Trap #2: Thinking bankruptcy lets you stay in your home

Bankruptcy will only let you temporarily remain in your home unless you can come up with the monthly payments.

Trap #3: Thinking bankruptcy is “no big deal” today

Just filing for bankruptcy will lower your consumer credit FICO score often by 150 to 200 points. That is a big deal indeed.

Even worse, bankruptcy remains on your credit report for ten years. And it is a public record that others can find out about in moments. Potential business partners and certain employers will not want to hire a person who recently filed for bankruptcy.

Buying a home by qualifying for a home loan will be difficult for about two years.

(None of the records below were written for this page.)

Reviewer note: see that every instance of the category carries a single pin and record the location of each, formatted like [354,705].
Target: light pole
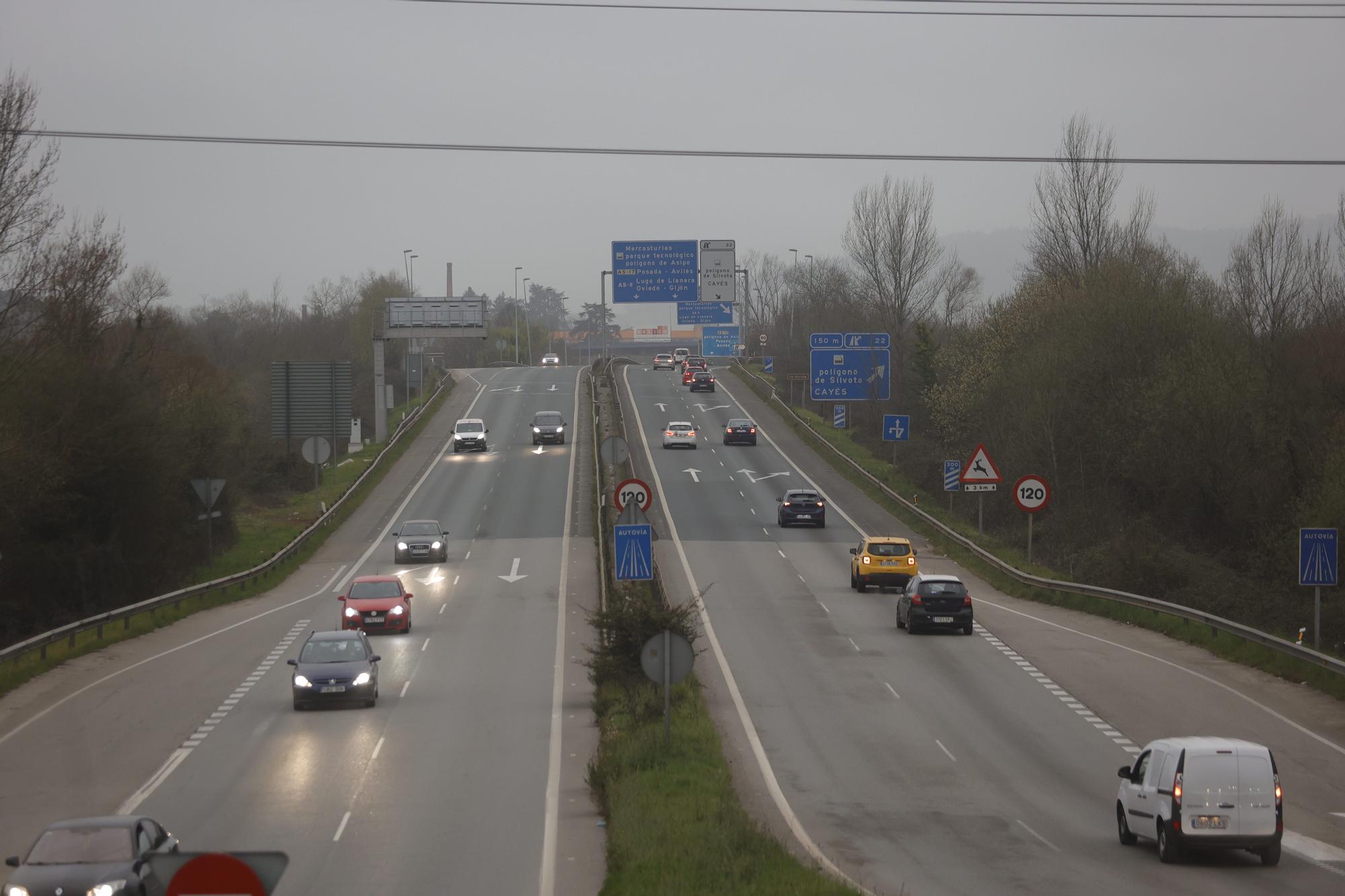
[516,313]
[528,325]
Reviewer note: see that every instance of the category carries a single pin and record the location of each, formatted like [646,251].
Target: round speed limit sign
[1032,494]
[637,491]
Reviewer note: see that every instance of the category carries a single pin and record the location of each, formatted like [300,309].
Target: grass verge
[1221,643]
[33,663]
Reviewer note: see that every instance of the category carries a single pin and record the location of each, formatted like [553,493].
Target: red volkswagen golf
[377,603]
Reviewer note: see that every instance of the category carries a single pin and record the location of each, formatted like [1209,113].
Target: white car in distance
[680,432]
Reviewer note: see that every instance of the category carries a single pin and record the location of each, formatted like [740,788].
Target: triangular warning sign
[981,469]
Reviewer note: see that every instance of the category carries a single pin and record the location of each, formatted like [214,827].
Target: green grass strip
[33,665]
[1223,645]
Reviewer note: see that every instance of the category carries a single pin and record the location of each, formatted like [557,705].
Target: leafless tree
[1268,276]
[1073,214]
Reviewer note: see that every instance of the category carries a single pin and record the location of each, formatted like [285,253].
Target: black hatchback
[336,666]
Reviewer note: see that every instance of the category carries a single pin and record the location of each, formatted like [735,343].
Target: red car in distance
[377,603]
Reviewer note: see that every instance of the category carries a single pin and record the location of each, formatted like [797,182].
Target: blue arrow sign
[851,374]
[656,271]
[896,428]
[634,552]
[1319,551]
[701,313]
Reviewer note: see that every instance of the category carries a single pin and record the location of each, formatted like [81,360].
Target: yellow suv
[884,561]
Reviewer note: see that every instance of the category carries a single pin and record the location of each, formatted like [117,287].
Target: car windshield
[333,651]
[372,589]
[81,845]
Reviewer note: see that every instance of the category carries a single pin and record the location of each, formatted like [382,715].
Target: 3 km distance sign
[1032,494]
[634,491]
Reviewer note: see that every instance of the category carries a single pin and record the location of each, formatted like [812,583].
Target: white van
[1203,792]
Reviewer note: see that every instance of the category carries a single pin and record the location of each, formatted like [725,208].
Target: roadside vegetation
[1188,421]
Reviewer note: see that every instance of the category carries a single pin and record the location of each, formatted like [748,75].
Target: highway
[942,763]
[467,776]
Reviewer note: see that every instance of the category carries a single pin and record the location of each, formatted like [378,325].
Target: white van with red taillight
[1203,792]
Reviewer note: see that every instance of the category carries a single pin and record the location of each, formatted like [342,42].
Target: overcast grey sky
[219,218]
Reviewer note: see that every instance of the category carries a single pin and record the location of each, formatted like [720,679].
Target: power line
[872,11]
[692,154]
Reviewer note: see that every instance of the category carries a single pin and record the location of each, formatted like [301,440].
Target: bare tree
[1073,214]
[1268,275]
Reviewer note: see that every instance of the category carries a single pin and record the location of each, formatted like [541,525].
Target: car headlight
[107,888]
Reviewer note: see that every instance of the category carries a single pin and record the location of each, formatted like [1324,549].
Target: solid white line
[547,876]
[773,784]
[1036,834]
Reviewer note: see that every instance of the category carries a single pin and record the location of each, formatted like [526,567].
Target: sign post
[1319,556]
[1031,494]
[980,475]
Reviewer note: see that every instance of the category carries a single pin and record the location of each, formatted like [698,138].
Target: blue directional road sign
[851,374]
[896,428]
[827,341]
[700,313]
[1319,551]
[953,475]
[656,271]
[634,551]
[720,342]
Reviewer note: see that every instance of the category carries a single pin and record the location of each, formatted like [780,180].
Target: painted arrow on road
[751,475]
[513,573]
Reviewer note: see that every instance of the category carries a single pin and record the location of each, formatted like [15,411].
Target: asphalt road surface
[946,763]
[467,776]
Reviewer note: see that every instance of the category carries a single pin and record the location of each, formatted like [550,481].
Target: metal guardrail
[124,614]
[1217,623]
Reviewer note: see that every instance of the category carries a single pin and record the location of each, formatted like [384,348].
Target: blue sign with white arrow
[1319,552]
[851,374]
[656,271]
[700,313]
[896,427]
[634,552]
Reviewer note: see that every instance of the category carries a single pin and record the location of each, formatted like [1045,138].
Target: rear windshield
[333,651]
[367,589]
[75,845]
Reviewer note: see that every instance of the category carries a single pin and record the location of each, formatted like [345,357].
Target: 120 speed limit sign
[1032,494]
[634,491]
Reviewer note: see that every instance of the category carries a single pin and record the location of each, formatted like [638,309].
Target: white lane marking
[1036,834]
[171,650]
[547,876]
[773,784]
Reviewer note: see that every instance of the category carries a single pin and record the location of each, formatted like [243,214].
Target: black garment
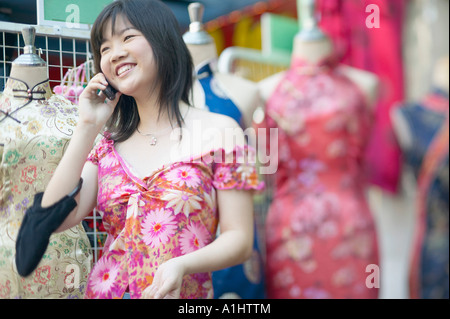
[37,226]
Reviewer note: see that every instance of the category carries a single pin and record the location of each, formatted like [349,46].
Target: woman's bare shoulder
[214,130]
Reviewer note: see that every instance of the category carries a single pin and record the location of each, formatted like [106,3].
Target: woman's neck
[29,75]
[202,52]
[312,51]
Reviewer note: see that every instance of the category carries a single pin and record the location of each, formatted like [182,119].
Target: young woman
[165,174]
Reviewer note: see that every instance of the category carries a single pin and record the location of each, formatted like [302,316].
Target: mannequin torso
[313,52]
[401,126]
[35,128]
[242,92]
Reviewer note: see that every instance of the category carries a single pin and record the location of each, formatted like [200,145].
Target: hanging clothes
[424,119]
[35,129]
[245,280]
[429,278]
[320,234]
[378,50]
[216,100]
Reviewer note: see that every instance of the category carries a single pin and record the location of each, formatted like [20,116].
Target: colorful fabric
[35,129]
[169,213]
[245,280]
[216,99]
[320,234]
[428,278]
[377,49]
[423,120]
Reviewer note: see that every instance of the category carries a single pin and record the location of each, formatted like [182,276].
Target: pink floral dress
[320,232]
[170,213]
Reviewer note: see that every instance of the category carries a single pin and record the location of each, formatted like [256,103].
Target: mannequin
[319,213]
[421,128]
[35,128]
[245,280]
[242,92]
[314,51]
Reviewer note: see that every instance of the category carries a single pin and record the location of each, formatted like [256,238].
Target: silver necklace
[153,136]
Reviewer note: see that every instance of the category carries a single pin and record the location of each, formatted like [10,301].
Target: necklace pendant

Some credit card companies will offer a person credit cards as soon as the court grants the final bankruptcy discharge, because that person now has no more secured debt. But rebuilding credit takes several years.

Alternatives to bankruptcy may be better

Knowledge in this area really is power. Some bankruptcy attorneys may be a bit too quick to encourage you to file for bankruptcy protection. They view many business problems as solvable through bankruptcy.

But it may pay for you to consider other options. If you can’t make the payments on your home or on properties, you may be better off letting the lender foreclose.

If the lender pursues you afterwards for a deficiency, remember that this debt is unsecured and can be discharged through bankruptcy. Lenders rarely pursue debtors for deficiencies after foreclosure anyway, partly because the debtor can always file for bankruptcy and the lender will get little or nothing.

Also, people do not realize how they can negotiate with creditors like credit card companies, banks and even doctors and hospitals. People who know how can work out agreements they can live with, that will keep them out of bankruptcy and allow their creditors to get more money than they otherwise would.

It always pays to know what bankruptcy can and cannot do, to make intelligent decisions.